Problems with VGO for some shipowners
Andy Lipow, a longtime independent analyst, said the switch to MGO hasn’t happened. There are issues with MGO’s viscosity in ships. “They don’t want to burn stuff with low viscosity,” he said. “So rather than buy diesel they are looking for any sort of resid-based fuel.” VLSFO would fit that definition.
The result, as Lipow noted, has been a blowout in the spread between the HSFO that is now persona non grata in ships that aren’t equipped with scrubbers and the new 0.5% VLSFO fuels. In early October, the spread in the key bunkering port of Fujairah between HSFO with 3.5% sulfur and the new VLSFO was about $70/metric ton. It’s now over $250/metric ton.

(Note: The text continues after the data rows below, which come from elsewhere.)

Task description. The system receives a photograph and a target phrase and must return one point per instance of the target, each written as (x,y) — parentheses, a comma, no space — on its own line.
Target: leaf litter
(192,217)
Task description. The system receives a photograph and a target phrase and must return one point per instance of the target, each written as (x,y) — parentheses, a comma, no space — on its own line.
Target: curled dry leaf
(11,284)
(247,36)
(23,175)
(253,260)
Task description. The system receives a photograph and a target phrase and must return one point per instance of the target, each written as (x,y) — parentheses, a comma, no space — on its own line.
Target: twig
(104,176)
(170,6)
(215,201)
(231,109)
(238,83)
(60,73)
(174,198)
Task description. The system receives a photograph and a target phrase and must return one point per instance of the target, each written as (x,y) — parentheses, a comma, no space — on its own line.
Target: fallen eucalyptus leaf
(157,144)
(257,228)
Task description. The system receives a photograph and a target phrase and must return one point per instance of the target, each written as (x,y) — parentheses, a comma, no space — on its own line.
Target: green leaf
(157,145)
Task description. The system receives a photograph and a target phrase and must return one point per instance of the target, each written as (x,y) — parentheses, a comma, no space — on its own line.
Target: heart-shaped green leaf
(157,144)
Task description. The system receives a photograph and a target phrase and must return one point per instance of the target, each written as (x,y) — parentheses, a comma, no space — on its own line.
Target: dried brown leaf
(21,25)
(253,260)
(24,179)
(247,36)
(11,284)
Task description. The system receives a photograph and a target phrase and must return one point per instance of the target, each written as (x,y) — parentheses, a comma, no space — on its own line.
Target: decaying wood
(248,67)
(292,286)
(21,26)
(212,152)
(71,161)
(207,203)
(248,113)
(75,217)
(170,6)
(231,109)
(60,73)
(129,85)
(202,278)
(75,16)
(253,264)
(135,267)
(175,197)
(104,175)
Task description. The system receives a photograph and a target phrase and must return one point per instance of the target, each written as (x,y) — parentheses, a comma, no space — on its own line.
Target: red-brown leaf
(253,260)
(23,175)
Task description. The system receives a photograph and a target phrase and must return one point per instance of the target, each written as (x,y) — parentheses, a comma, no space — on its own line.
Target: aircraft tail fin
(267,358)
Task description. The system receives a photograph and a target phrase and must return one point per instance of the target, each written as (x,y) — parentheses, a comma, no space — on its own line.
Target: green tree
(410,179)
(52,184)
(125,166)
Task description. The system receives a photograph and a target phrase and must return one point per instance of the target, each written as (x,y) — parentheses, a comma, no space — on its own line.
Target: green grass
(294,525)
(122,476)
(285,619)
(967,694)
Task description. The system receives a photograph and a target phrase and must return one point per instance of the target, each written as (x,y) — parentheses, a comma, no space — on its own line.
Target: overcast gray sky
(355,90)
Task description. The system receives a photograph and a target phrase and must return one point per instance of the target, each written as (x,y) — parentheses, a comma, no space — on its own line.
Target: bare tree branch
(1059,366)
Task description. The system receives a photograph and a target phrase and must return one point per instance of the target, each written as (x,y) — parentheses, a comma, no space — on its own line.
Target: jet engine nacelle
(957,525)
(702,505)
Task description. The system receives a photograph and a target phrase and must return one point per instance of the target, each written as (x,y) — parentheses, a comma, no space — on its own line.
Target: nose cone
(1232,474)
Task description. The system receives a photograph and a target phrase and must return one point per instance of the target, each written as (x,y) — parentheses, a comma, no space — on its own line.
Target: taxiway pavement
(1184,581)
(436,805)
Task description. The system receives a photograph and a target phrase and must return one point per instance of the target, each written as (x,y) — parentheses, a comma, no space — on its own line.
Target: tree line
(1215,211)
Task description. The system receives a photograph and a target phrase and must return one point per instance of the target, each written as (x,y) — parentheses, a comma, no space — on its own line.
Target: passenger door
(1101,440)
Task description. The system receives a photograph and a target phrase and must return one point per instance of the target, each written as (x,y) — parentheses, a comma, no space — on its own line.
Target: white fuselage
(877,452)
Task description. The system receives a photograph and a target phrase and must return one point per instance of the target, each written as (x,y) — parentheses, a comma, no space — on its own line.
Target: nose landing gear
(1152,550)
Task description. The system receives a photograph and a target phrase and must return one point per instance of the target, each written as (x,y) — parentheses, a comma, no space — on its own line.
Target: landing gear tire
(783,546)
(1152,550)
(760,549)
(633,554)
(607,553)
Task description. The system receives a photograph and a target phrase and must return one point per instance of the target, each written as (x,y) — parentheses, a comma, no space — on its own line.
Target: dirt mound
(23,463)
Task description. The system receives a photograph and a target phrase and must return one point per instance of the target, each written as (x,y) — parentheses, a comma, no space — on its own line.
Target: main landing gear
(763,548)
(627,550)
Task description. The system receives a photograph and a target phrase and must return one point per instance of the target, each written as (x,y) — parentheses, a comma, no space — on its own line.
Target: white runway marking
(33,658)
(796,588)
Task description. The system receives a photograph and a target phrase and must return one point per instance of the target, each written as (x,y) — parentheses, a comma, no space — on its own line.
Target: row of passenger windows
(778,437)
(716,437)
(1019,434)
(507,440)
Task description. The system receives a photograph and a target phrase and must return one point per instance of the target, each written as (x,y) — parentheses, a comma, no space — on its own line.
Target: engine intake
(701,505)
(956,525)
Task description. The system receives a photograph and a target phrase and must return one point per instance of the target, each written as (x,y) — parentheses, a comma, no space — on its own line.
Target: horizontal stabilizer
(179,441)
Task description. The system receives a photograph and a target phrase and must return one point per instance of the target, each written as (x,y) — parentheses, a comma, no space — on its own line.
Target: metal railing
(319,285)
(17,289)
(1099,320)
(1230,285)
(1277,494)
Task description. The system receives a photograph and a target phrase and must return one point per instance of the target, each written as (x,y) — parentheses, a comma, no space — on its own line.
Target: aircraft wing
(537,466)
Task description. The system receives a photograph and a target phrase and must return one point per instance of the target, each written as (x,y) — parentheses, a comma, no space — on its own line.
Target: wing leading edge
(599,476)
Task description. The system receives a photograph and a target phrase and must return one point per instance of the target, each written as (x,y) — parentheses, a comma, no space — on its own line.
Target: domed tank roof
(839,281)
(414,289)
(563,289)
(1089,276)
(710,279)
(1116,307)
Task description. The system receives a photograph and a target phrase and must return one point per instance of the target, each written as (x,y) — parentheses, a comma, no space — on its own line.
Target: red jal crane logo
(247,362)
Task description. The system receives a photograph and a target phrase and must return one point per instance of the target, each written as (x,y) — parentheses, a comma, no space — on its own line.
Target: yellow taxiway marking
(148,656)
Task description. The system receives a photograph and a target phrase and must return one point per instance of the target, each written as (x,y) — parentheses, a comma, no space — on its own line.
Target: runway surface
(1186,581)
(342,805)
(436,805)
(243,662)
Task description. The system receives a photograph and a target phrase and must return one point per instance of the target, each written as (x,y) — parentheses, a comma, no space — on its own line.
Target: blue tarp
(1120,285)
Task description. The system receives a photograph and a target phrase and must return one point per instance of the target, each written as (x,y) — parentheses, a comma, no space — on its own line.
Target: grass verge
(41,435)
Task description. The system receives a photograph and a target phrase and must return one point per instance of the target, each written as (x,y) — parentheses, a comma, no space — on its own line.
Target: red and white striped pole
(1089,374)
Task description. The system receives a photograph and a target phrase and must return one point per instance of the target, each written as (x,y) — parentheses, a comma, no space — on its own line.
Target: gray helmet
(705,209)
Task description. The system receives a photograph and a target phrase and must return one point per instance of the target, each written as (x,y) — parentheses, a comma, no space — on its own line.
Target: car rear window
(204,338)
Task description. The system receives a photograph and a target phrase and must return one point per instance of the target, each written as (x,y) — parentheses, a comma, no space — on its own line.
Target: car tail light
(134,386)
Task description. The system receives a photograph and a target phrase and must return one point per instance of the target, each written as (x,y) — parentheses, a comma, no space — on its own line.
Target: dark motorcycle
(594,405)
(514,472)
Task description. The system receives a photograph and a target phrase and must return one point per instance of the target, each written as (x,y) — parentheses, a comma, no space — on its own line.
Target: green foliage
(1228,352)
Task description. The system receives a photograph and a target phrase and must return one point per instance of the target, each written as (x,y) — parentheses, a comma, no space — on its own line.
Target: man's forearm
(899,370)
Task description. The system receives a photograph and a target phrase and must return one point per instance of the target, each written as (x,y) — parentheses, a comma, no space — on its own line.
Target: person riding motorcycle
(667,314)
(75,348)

And yet, VLSFO appears to have been made in quantities adequate enough that it has been able to be put into floating storage and did so with minimal impact on the diesel market. How did that happen?
The role of gasoline
Lipow said that has occurred in part because the gasoline market is taking one for the team. VGO is a dynamic product that can be put into a cat cracker to make gasoline or can go into a hydrocracker to produce diesel. With the advent of VLSFO, it can be blended to help produce that IMO 2020-compliant fuel.
Lipow noted that gasoline margins have been extremely weak, incentivizing refiners to not run VGO through cat crackers. That means more VGO to produce the VLSFO that had seen its inventories build. “You are seeing the diversion of VGO into the marine fuel segment,” he said.
These sorts of shifts are not permanent. Start cutting back on the production of gasoline and eventually gasoline supplies will tighten and the market will rise. At that point, the economics of diverting that VGO into the marine fuel market to make compliant VLSFO doesn’t look quite as desirable. The cat crackers will beckon.
As Auers said, capital investment to build new units to produce more compliant fuels has been infrequent. Making such an investment when you don’t know how the prices of new fuels will shake out is challenging and could result in the assets being “stranded,” he said. There have been small projects and shifts at refiners, “but there are no big major projects justified by IMO 2020,” Auers added.
Besides the blowing out of the spread between low-sulfur and high-sulfur fuel oil mentioned earlier, there are other market reactions to IMO 2020. For example, a little-traded Australian crude called Pyrenees recently traded at $31/barrel more than the dated Brent benchmark. A few months ago, it went for $17/barrel. Back in May, it was a $10 premium. Why? Because it’s a relatively heavy crude so it makes a decent amount of fuel oil and it’s low in sulfur. That combination means it has great economics to make VLSFO.
These are all short-term developments. Kemp of Baker O’Brien said the facts still are that anywhere near 2 million barrels per day of distillate supply is going to be needed to displace HSFO and that doesn’t happen in such a short period of time. “I think IMO 2020 is a long-term issue because the ultimate solutions are long-term,” he said.